4 Critical Health Care Lessons Canada Must Learn From COVID-19


This column is an opinion of Dr. Hance Clarke, director of pain services at the Toronto General Hospital (TGH), and Imran Abdool, president of Blue Krystal Technologies and Business Insights. For more information on the CBC Opinion section, please see the FAQ.

In the short term, we are fighting COVID-19, but the dust will eventually settle. It’s always like that. However, pandemics will recur. We have to win this battle and ensuring we win the wider war against pandemic preparedness.

For too long, health experts have warned of underfunding and a lack of resources in the sector. Unfortunately, these chickens have now returned home to roost.

A healthy population builds strong economies, but too often, these strong economies underinvest in their health sectors. Concrete example: After the 2007-2008 global financial crisis, Canada has become one of the strongest economies. Despite this enviable position, repeated calls for investment in health care and news clips from overcapacity hospitals have received only lukewarm response from policymakers.

Hallway medicine has become the accepted standard, as patients wait days in the emergency room for hospital beds. It was a warning sign that the Canadians had not heeded.

The current toolbox of government initiatives currently deployed to deal with a pandemic that is already underway is a bad solution for a system in difficulty. Given the lack of a vaccine or cure for COVID-19, the company is working to build ventilators and call on every doctor and healthcare worker to shore up the front lines – at best, a desperate reaction.

It is frustrating to know that Canada could have been much better prepared for this outbreak.

This is how the 450 respiratory therapists in New Brunswick are preparing to keep patients with COVID-19 alive with mechanical ventilators. 4:57

Prime Minister Trudeau recently paid tribute to Dr. Joe Fisher, professor in the department of anesthesiology and pain medicine at the Toronto General Hospital at the University Health Network (UHN), in his daily speech in Canada, for example. Dr. Fisher’s company, Thornhill Medical, has created a new portable, battery-powered, intensive care unit with a ventilator capable of monitoring vital signs. This is technology that should have been acquired long before we were in the middle of a pandemic.

However, investments in health care generated little interest in times of abundance. Instead of being able to seamlessly implement these devices during this huge increase in the need for intensive care ventilators, the coming months will be spent on efforts to build them as a potential dressing solution.

We have not learned from SARS and have not made the investments we should have in health care before the crisis begins. So we have to start collecting lessons learned during this stressful time again – otherwise they will soon be forgotten for the next pandemic.

First, research and development in health care is an area in which the Canadian government must invest as a routine policy. We cannot leave this task to for-profit companies only. Since the 1990s, for example, relatively few new radical drugs have hit the market – unlike the so-called “golden age” of antibiotics from 1940 to 1960 (which coincided with larger investments in public research in universities).

Second, the COVID-19 crisis demonstrated how easily the supply chain can be disrupted.

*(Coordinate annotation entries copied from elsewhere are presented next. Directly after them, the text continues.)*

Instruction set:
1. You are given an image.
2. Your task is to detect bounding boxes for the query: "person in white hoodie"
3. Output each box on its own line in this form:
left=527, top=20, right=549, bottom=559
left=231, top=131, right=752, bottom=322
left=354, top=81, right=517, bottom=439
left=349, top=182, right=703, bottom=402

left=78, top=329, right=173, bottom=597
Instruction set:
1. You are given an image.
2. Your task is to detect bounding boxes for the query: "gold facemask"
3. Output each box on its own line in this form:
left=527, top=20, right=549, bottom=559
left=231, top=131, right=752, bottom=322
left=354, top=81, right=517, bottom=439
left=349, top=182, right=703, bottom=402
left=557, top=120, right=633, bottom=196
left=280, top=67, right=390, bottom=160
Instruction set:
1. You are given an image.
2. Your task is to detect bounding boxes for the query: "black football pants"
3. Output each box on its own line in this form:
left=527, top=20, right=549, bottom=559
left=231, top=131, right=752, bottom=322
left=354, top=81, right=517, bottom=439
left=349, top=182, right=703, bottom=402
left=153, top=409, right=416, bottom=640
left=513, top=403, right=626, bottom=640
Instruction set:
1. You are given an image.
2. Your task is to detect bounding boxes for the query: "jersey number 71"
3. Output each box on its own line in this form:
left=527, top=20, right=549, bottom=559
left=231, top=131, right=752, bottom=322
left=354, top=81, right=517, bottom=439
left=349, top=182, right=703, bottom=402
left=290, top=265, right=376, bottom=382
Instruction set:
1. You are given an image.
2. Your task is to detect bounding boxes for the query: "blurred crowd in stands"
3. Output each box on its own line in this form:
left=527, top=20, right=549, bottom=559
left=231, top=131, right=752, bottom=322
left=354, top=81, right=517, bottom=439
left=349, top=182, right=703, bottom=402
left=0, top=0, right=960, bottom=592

But it’s not just the hoarding of toilet paper and grocery shortages, some prescription drugs already seem to be out of stock. Again, we have come to rely too much on for-profit companies to manage the drug supply.

For patients with chronic pain taking opioid medications, for example, various long-acting formulations are already out of stock without a clear indication of when they could be withdrawn. This shortage can have serious consequences, both physical and social – some patients may suffer in isolation as they face significant withdrawal from opioids, others may not be able to tolerate this distress and turn to illicit means to try to alleviate their distress.

As a result, we are concerned that Canada will experience a peak in opioid-related deaths during the current pandemic.

Preparations are underway across Canada for the worst-case scenario of the COVID-19 pandemic, including makeshift hospitals. 1:58

Third, we need to build advanced capacity in health care. When the economy is good, now is the time to invest in the growth and sustainability of our health care capacity – not cut or stagnate these budgets, which has been the path taken by the government these last years.

Finally, we must understand that, as our population ages, this requires a recalculation of the link between health and productivity. In addition to preparing for crises such as COVID-19, funding routine services such as joint and knee replacements must remain a priority to keep our citizens healthy and productive in the long term. This productivity is the basis of a strong economy.

Ultimately, ensuring that we are able to cope with surges such as COVID-19 must be balanced with a targeted annual approach to investing in healthcare that optimizes system dynamics and reduces downtime. ‘waiting. As patients see the necessary medical procedures delayed or canceled by hospitals right now, this means even more lost productivity which affects the economy, and for a full economic recovery after COVID-19, we will need labor at maximum capacity.

While COVID-19 is a tragedy, we must not let it become a double tragedy by repeating our mistakes. We need to learn, collect best practices as we go, and act on them.

The old phrase “don’t miss the forest for the trees” means that we have to keep our eyes on the big picture: a well-funded and managed health care system that can meet regular daily needs, as well as preparedness. to a pandemic for exceptional moments.